The most ambitious project of the six-month build was turning four rooms — the kitchen, a combination bath/laundry, a guest bedroom and the dining room — into an expansive kitchen and dining space. The result is an entertainment paradise with wine refrigerators, an exposed butler's pantry, twin dishwashers, a 10-seat table and a massive island made out of "the biggest slab of quartz you can get," says Russell.
The wine fridges were a splurge that the Dickersons didn't think they'd be able to afford, but they lucked into a small windfall from an only-in-Nashville bet. The couple was at a hair salon last year getting ready for the CMA awards show, and fellow patrons (and pals) Kelli Haywood and Cassie Kelley, wives of Lady A's Dave Haywood and Charles Kelley respectively, mischievously dared Russell to wear one of Kailey's showy drop earrings on the red carpet that night — and each put up $1,000 for him to do it.
"Honey, you are doing this," Kailey recalls telling her husband. "That will buy me my wine fridges."
"I'm like, 'No problem,'" Russell adds, "and so I did it."
Kelli and Cassie happily made good on the bet, and the grateful Dickersons have since affixed a commemorative plaque to the prized appliances. "It says 'these wine fridges are dedicated to Lady A and their wives,'" Russell proudly says.
Thomas Rhett can be credited with another home accessory: an all-terrain vehicle to explore those five acres. It was a thank-you gift for Russell's opening-act support on Thomas Rhett's most recent tour.
"He called me one day," Kailey says, "and he's like, 'If I bought this for Russell, do you think he'd be excited about it?' And I was like, 'Are you kidding me? He will die.'"
"I grew up on ATVs," Russell explains, "and I just wanted to be able to rip around on our property. I'm in heaven on a four-wheeler."

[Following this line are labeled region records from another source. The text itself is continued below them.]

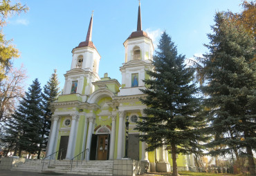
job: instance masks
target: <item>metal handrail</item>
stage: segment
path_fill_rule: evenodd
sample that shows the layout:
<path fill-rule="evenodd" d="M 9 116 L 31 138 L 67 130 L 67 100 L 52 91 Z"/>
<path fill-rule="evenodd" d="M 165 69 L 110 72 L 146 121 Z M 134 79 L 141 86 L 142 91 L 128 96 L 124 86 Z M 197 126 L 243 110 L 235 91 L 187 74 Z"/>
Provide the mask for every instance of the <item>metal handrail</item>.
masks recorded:
<path fill-rule="evenodd" d="M 85 153 L 86 152 L 86 153 Z M 76 155 L 75 157 L 74 157 L 73 158 L 71 159 L 71 160 L 70 161 L 70 164 L 71 164 L 71 169 L 70 169 L 70 171 L 71 172 L 72 171 L 72 165 L 73 165 L 73 162 L 75 158 L 77 157 L 77 162 L 76 162 L 76 166 L 77 167 L 78 166 L 78 157 L 82 155 L 82 157 L 81 157 L 81 164 L 82 163 L 82 160 L 84 160 L 84 153 L 85 153 L 85 156 L 84 157 L 86 158 L 86 156 L 87 156 L 87 153 L 89 152 L 89 148 L 86 148 L 85 149 L 84 151 L 81 152 L 80 153 L 79 153 L 77 155 Z"/>
<path fill-rule="evenodd" d="M 50 166 L 51 156 L 52 156 L 53 155 L 55 154 L 55 157 L 54 157 L 54 163 L 55 163 L 55 161 L 56 161 L 56 154 L 57 154 L 57 153 L 60 153 L 60 159 L 61 159 L 61 158 L 62 158 L 62 152 L 63 152 L 63 150 L 64 150 L 64 148 L 62 148 L 62 149 L 60 149 L 60 150 L 57 150 L 57 151 L 56 151 L 56 152 L 55 152 L 55 153 L 53 153 L 51 154 L 50 155 L 48 155 L 47 157 L 44 157 L 44 158 L 43 158 L 43 159 L 42 160 L 42 162 L 41 162 L 41 163 L 43 163 L 43 166 L 42 167 L 42 170 L 43 170 L 43 169 L 44 169 L 44 160 L 45 160 L 46 158 L 48 158 L 48 157 L 50 157 L 50 159 L 49 159 L 49 165 L 48 165 L 48 166 Z"/>

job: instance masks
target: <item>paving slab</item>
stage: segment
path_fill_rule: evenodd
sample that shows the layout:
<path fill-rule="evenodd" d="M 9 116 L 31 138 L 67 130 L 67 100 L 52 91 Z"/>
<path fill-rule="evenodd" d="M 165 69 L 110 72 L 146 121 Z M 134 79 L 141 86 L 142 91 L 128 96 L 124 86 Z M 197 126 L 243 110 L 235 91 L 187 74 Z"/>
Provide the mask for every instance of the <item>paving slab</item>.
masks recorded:
<path fill-rule="evenodd" d="M 65 173 L 38 173 L 38 172 L 26 172 L 19 170 L 0 170 L 1 176 L 51 176 L 51 175 L 60 175 L 60 176 L 82 176 L 82 175 L 78 174 L 65 174 Z M 86 175 L 87 176 L 90 176 Z M 93 176 L 93 175 L 91 175 Z"/>

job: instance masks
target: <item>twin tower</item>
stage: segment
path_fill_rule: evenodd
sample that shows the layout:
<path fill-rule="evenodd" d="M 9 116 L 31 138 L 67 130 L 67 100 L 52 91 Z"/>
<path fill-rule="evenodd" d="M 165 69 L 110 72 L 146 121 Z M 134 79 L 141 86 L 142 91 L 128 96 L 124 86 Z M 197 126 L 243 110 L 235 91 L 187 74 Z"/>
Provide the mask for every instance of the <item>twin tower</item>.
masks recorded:
<path fill-rule="evenodd" d="M 100 55 L 92 41 L 93 15 L 85 41 L 73 49 L 71 70 L 64 75 L 63 93 L 52 103 L 53 115 L 47 155 L 62 149 L 59 159 L 71 159 L 83 151 L 80 159 L 113 160 L 125 156 L 125 121 L 129 121 L 128 157 L 150 163 L 152 170 L 170 169 L 164 148 L 147 153 L 135 130 L 139 117 L 145 116 L 143 80 L 152 70 L 154 46 L 142 30 L 140 6 L 137 30 L 124 42 L 125 62 L 120 68 L 122 84 L 105 74 L 98 75 Z M 184 166 L 181 166 L 184 167 Z"/>

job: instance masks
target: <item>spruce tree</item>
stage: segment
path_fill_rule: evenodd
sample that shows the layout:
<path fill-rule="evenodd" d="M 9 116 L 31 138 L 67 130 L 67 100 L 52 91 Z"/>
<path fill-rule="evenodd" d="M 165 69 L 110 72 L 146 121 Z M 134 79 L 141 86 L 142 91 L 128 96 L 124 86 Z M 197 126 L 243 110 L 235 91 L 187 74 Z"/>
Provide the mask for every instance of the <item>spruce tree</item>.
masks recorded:
<path fill-rule="evenodd" d="M 152 62 L 154 71 L 144 80 L 147 88 L 141 90 L 147 97 L 142 99 L 147 108 L 143 112 L 136 129 L 145 133 L 141 140 L 148 144 L 147 150 L 167 146 L 172 155 L 173 175 L 178 175 L 176 155 L 201 153 L 200 141 L 204 119 L 200 111 L 199 99 L 194 79 L 194 69 L 186 68 L 185 56 L 178 55 L 171 37 L 164 32 L 158 46 L 158 51 Z"/>
<path fill-rule="evenodd" d="M 217 13 L 214 21 L 213 33 L 208 35 L 210 44 L 206 45 L 210 52 L 204 55 L 201 70 L 208 81 L 202 86 L 207 95 L 204 115 L 209 120 L 208 130 L 215 137 L 207 146 L 225 146 L 211 151 L 212 155 L 238 150 L 248 157 L 250 175 L 255 175 L 255 40 L 227 14 Z"/>
<path fill-rule="evenodd" d="M 42 108 L 40 84 L 35 79 L 7 125 L 8 134 L 5 138 L 15 143 L 12 142 L 15 144 L 15 155 L 18 150 L 19 157 L 22 150 L 29 154 L 35 154 L 38 150 L 37 145 L 41 140 L 39 132 L 42 128 Z"/>
<path fill-rule="evenodd" d="M 40 158 L 42 150 L 45 150 L 46 148 L 51 124 L 51 119 L 53 115 L 50 106 L 51 103 L 57 99 L 57 96 L 60 93 L 58 87 L 59 84 L 57 70 L 55 69 L 49 81 L 44 86 L 44 93 L 42 95 L 43 97 L 42 105 L 44 115 L 42 119 L 42 128 L 40 133 L 42 140 L 38 150 L 37 159 Z"/>

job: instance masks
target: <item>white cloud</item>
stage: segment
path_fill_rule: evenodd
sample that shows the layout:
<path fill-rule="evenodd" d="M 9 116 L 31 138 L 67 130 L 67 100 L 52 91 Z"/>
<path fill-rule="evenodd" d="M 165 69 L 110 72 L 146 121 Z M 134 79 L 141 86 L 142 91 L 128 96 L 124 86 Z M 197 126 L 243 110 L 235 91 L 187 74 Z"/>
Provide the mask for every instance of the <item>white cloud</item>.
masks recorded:
<path fill-rule="evenodd" d="M 198 61 L 196 60 L 196 57 L 203 57 L 202 53 L 195 53 L 194 54 L 194 57 L 190 58 L 187 58 L 185 60 L 185 65 L 187 66 L 187 67 L 193 66 L 194 63 L 198 63 Z"/>
<path fill-rule="evenodd" d="M 147 28 L 145 30 L 145 32 L 147 33 L 147 35 L 149 37 L 149 38 L 152 40 L 154 47 L 156 49 L 157 47 L 157 44 L 158 43 L 159 37 L 163 33 L 163 31 L 161 29 L 152 30 L 150 28 Z"/>
<path fill-rule="evenodd" d="M 17 19 L 15 21 L 10 21 L 11 24 L 14 25 L 24 25 L 28 26 L 29 24 L 29 21 L 26 19 Z"/>

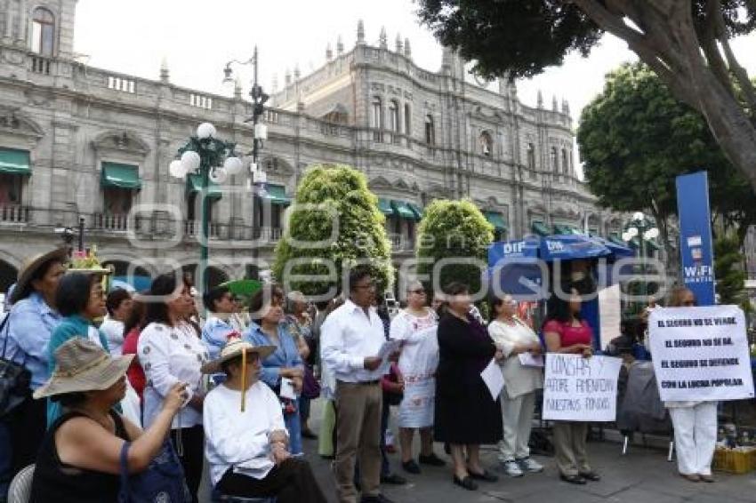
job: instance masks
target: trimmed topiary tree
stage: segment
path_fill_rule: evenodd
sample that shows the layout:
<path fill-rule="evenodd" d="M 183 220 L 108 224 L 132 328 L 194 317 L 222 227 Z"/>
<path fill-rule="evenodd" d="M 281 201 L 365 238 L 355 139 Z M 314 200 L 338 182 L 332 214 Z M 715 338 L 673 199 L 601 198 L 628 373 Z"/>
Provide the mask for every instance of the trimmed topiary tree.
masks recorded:
<path fill-rule="evenodd" d="M 390 284 L 385 217 L 363 173 L 345 165 L 309 169 L 289 212 L 286 233 L 275 250 L 277 281 L 305 295 L 324 295 L 334 285 L 341 291 L 344 267 L 366 262 L 378 293 Z"/>
<path fill-rule="evenodd" d="M 477 259 L 486 262 L 488 245 L 494 241 L 494 226 L 469 200 L 433 201 L 427 208 L 417 233 L 415 256 L 417 272 L 430 275 L 434 266 L 443 259 L 459 259 L 440 270 L 439 290 L 453 281 L 470 285 L 470 292 L 480 289 L 480 268 L 462 260 Z"/>

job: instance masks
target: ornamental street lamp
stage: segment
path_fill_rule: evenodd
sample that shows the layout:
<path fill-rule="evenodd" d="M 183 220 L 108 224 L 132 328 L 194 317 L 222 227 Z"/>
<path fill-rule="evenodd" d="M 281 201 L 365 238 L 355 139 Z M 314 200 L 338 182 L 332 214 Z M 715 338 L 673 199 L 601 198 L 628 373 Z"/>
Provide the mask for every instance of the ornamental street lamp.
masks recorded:
<path fill-rule="evenodd" d="M 646 274 L 646 242 L 655 239 L 658 236 L 659 229 L 656 228 L 655 224 L 644 215 L 642 212 L 636 212 L 632 214 L 632 220 L 627 224 L 622 235 L 623 241 L 628 244 L 631 244 L 633 239 L 639 237 L 641 274 Z M 645 283 L 643 283 L 643 291 L 644 294 L 647 293 Z"/>
<path fill-rule="evenodd" d="M 262 91 L 262 86 L 257 83 L 257 46 L 254 46 L 254 52 L 252 58 L 246 61 L 239 61 L 232 60 L 226 63 L 223 68 L 223 82 L 233 83 L 233 69 L 231 65 L 253 65 L 253 82 L 252 89 L 249 92 L 249 96 L 252 98 L 252 116 L 245 122 L 252 123 L 252 164 L 249 167 L 251 180 L 249 188 L 252 189 L 252 238 L 253 241 L 257 239 L 260 233 L 259 219 L 262 208 L 261 198 L 265 196 L 265 183 L 267 176 L 262 171 L 259 164 L 260 150 L 263 148 L 263 141 L 268 140 L 268 127 L 260 124 L 260 117 L 265 111 L 265 102 L 268 101 L 269 96 Z M 257 246 L 252 247 L 253 261 L 256 265 L 257 261 Z"/>
<path fill-rule="evenodd" d="M 241 172 L 242 161 L 234 148 L 236 143 L 215 138 L 215 126 L 202 123 L 197 135 L 189 137 L 186 145 L 179 148 L 176 159 L 168 171 L 171 176 L 184 180 L 188 175 L 199 174 L 202 232 L 199 240 L 199 290 L 207 291 L 207 240 L 210 235 L 210 182 L 223 183 L 229 175 Z"/>

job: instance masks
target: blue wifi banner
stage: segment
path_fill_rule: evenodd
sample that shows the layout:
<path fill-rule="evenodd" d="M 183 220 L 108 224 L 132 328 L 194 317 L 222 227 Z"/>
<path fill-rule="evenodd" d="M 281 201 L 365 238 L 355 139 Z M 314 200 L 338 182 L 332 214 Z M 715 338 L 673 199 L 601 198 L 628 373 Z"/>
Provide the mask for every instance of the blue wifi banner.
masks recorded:
<path fill-rule="evenodd" d="M 685 286 L 699 306 L 714 305 L 714 252 L 706 172 L 677 177 L 680 252 Z"/>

Elsewhere in the home there's a workout room and music studio, where Russell spent endless hours working on his new album, Southern Symphony. Both are in the home's full walk-out basement that also features a home theater, pool table, bar and wine cellar. Russell calls the entertainment area the "bro-zone lair," but he's quick to say his wife has full visitation privileges. "I have five older brothers," Kailey says, "so I was always in the 'bro area' growing up."

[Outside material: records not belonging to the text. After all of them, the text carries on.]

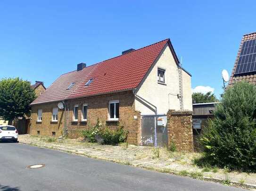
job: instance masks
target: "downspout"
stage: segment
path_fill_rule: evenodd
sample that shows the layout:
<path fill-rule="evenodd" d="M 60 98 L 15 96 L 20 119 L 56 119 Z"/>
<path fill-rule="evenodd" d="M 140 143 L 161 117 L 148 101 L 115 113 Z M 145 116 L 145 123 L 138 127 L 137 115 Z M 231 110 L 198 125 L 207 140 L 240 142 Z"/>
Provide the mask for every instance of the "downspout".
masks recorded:
<path fill-rule="evenodd" d="M 142 100 L 143 100 L 143 101 L 145 101 L 145 102 L 147 102 L 147 103 L 149 104 L 150 105 L 153 106 L 156 109 L 155 110 L 155 130 L 154 130 L 154 132 L 155 132 L 155 143 L 154 143 L 154 145 L 155 145 L 155 147 L 157 147 L 157 107 L 156 106 L 154 106 L 154 105 L 152 104 L 151 103 L 150 103 L 149 101 L 147 101 L 144 98 L 141 98 L 140 96 L 137 95 L 136 92 L 135 92 L 136 90 L 136 88 L 134 88 L 134 89 L 132 89 L 132 93 L 133 93 L 133 95 L 134 95 L 135 97 L 139 98 L 139 99 L 141 99 Z"/>

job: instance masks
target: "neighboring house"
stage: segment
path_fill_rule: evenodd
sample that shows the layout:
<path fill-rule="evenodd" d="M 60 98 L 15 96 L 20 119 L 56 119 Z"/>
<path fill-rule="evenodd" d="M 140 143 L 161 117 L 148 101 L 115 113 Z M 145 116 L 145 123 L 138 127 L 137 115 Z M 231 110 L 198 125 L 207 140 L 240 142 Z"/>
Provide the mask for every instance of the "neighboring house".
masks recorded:
<path fill-rule="evenodd" d="M 192 111 L 191 94 L 191 75 L 167 39 L 61 75 L 31 104 L 30 134 L 76 137 L 99 119 L 110 128 L 124 125 L 128 142 L 140 144 L 141 116 Z"/>
<path fill-rule="evenodd" d="M 256 32 L 242 38 L 229 84 L 242 80 L 256 84 Z"/>
<path fill-rule="evenodd" d="M 38 81 L 36 81 L 35 84 L 31 85 L 31 87 L 34 90 L 37 97 L 41 95 L 46 89 L 44 87 L 43 82 Z M 18 130 L 19 134 L 26 134 L 29 130 L 30 116 L 25 115 L 22 119 L 15 120 L 13 121 L 13 123 Z"/>
<path fill-rule="evenodd" d="M 35 84 L 31 85 L 31 87 L 34 90 L 37 97 L 41 95 L 46 90 L 43 84 L 43 82 L 39 81 L 36 81 Z"/>
<path fill-rule="evenodd" d="M 214 117 L 213 111 L 217 102 L 193 104 L 193 135 L 196 148 L 200 148 L 198 138 L 202 130 L 207 125 L 209 119 Z"/>

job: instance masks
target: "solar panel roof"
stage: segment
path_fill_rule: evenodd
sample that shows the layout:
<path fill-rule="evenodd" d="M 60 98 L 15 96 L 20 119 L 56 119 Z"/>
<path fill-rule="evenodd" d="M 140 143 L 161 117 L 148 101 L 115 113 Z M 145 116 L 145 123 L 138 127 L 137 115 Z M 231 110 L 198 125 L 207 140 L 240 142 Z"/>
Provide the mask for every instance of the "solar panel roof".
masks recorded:
<path fill-rule="evenodd" d="M 256 71 L 256 39 L 243 43 L 235 74 Z"/>

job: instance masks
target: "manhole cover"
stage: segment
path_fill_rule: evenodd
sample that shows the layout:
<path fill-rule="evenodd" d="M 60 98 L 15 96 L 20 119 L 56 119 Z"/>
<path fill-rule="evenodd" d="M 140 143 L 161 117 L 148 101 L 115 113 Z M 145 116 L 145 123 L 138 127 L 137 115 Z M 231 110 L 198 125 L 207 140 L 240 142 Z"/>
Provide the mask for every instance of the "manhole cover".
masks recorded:
<path fill-rule="evenodd" d="M 45 165 L 44 164 L 34 164 L 33 165 L 28 166 L 27 168 L 39 168 L 42 167 L 45 167 Z"/>

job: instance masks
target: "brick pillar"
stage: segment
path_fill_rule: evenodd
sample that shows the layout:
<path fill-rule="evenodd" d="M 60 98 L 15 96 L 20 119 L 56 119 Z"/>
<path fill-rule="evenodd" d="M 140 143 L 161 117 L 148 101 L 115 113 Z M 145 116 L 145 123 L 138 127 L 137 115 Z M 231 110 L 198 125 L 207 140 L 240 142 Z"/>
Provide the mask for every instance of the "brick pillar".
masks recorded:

Both Dickersons say the house continues to be a work-in-progress. "We want to do an outdoor patio with a fireplace and maybe even expand the house," Russell says. "We dream all the time."
But there are also times they have to remind themselves that they're not just dreaming. With what they call their "starving-artist days" still a fresh memory, Russell says he tells Kailey almost daily, "Can you believe this is our house?"
And yet, they say, they feel completely at home, especially now that they're sharing it with their new baby. The couple have already hosted immediate family members for Thanksgiving, and on Christmas Eve, there will be family carol singing around the baby grand piano that was handed down from Russell's grandmother.
"Those are the moments that we envisioned making when we bought this house," says Russell, "and I can't believe we're already making those memories."